O processo de perda é categorizado em diferentes etapas. As perdas pré-colheita envolvem espigas caídas ou plantas acamadas devido a ventos, pragas ou doenças do colmo. Já as perdas na colheita propriamente dita estão diretamente ligadas à interação da colhedora com a planta, incluindo falhas na plataforma de corte (onde ocorre a maior parte do desperdício), na trilha, na separação e na limpeza dos grãos. Além do volume físico deixado no campo, considera-se também a perda qualitativa, caracterizada por grãos quebrados, trincados ou com excesso de impurezas, o que deprecia o valor comercial do produto final e dificulta o armazenamento seguro.
Para o agrônomo e o produtor rural, o gerenciamento dessas perdas é uma questão de ajuste fino entre a fisiologia da planta e a tecnologia da máquina. O objetivo não é apenas recolher o máximo de espigas, mas fazê-lo no momento correto de umidade e com a regulagem adequada do equipamento.

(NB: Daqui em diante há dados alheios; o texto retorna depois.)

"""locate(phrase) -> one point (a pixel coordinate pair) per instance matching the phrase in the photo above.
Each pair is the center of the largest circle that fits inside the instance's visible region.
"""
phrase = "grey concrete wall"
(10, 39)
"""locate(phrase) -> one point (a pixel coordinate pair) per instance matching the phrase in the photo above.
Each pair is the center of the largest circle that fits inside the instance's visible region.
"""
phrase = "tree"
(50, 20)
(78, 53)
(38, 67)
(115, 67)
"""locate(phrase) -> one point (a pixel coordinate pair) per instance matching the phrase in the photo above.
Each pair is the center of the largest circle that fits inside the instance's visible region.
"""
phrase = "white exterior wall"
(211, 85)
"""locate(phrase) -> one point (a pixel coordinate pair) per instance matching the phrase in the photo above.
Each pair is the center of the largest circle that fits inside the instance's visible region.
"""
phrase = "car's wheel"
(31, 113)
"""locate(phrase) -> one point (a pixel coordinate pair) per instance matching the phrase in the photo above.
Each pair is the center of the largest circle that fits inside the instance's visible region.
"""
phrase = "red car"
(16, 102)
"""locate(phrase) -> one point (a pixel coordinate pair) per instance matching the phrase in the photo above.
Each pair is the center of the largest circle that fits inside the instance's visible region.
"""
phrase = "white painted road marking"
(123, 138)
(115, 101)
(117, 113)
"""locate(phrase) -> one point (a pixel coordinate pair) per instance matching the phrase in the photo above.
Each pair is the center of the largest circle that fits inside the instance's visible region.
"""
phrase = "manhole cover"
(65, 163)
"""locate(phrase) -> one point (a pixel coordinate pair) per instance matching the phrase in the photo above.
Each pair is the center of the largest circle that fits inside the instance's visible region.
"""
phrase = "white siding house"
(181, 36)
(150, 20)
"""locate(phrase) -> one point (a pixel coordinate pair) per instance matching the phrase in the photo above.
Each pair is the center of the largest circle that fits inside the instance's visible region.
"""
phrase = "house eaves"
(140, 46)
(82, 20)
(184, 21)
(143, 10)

Estima-se que, sem o devido monitoramento, as perdas podem ultrapassar facilmente os níveis de tolerância econômica, transformando uma safra de alta produtividade agronômica em um resultado financeiro mediano.
Origem na Plataforma de Corte: Estatisticamente, a maior parte das perdas mecânicas (cerca de 80% a 85%) ocorre na plataforma da colhedora, devido ao choque das espigas com os separadores, velocidade excessiva de avanço ou má sincronização das correntes recolhedoras.
Influência da Umidade: O teor de água nos grãos é determinante; colheitas realizadas com umidade muito alta tendem a aumentar a incidência de grãos amassados e “grãos passantes” na trilha, enquanto a colheita muito seca favorece a debulha natural e quebra na plataforma.
Perdas por Processamento Interno: Envolvem grãos que não foram devidamente separados do sabugo (perdas no cilindro/rotor) ou grãos soltos que são descartados junto com a palha pelo sistema de ventilação e peneiras (perdas na limpeza).
Danos Mecânicos (Qualitativos): Caracterizam-se por fissuras e quebras no pericarpo do grão, causadas principalmente por rotações inadequadas do cilindro ou côncavo muito fechado, facilitando a entrada de fungos e insetos no armazenamento.
Fatores Pré-Colheita: Incluem o acamamento e quebramento de plantas, muitas vezes associados à escolha do híbrido, adubação desequilibrada ou atraso no início da colheita, o que expõe a lavoura a intempéries por mais tempo.
Monitoramento Constante: É fundamental realizar a metodologia do “copo medidor” ou armações de área conhecida (ex: 2m²) periodicamente durante a operação para quantificar as perdas e ajustar a máquina em tempo real.
Níveis de Tolerância: Embora o objetivo seja zero perdas, tecnicamente aceita-se um limite de perdas totais em torno de 1 a 1,5 sacas por hectare (ou cerca de 1% a 1,5% da produtividade) como economicamente viável; acima disso, a regulagem é mandatória.
Regulagem Dinâmica: As configurações da colhedora (abertura do côncavo, rotação do cilindro, velocidade do ventilador) não são fixas; elas devem ser ajustadas ao longo do dia conforme a variação da temperatura e da umidade relativa do ar altera a condição da palha e do grão.
Velocidade de Avanço: A pressa é inimiga da eficiência; velocidades de colheita acima do recomendado para a capacidade de processamento da máquina aumentam exponencialmente as perdas na plataforma e sobrecarregam o sistema de separação.
Ponto de Maturação: O início ideal da colheita ocorre após a maturação fisiológica (camada preta), geralmente quando a umidade atinge níveis próximos a 18-25% para secagem artificial, ou 13-15% para armazenamento direto, equilibrando custos de secagem com riscos de perdas no campo.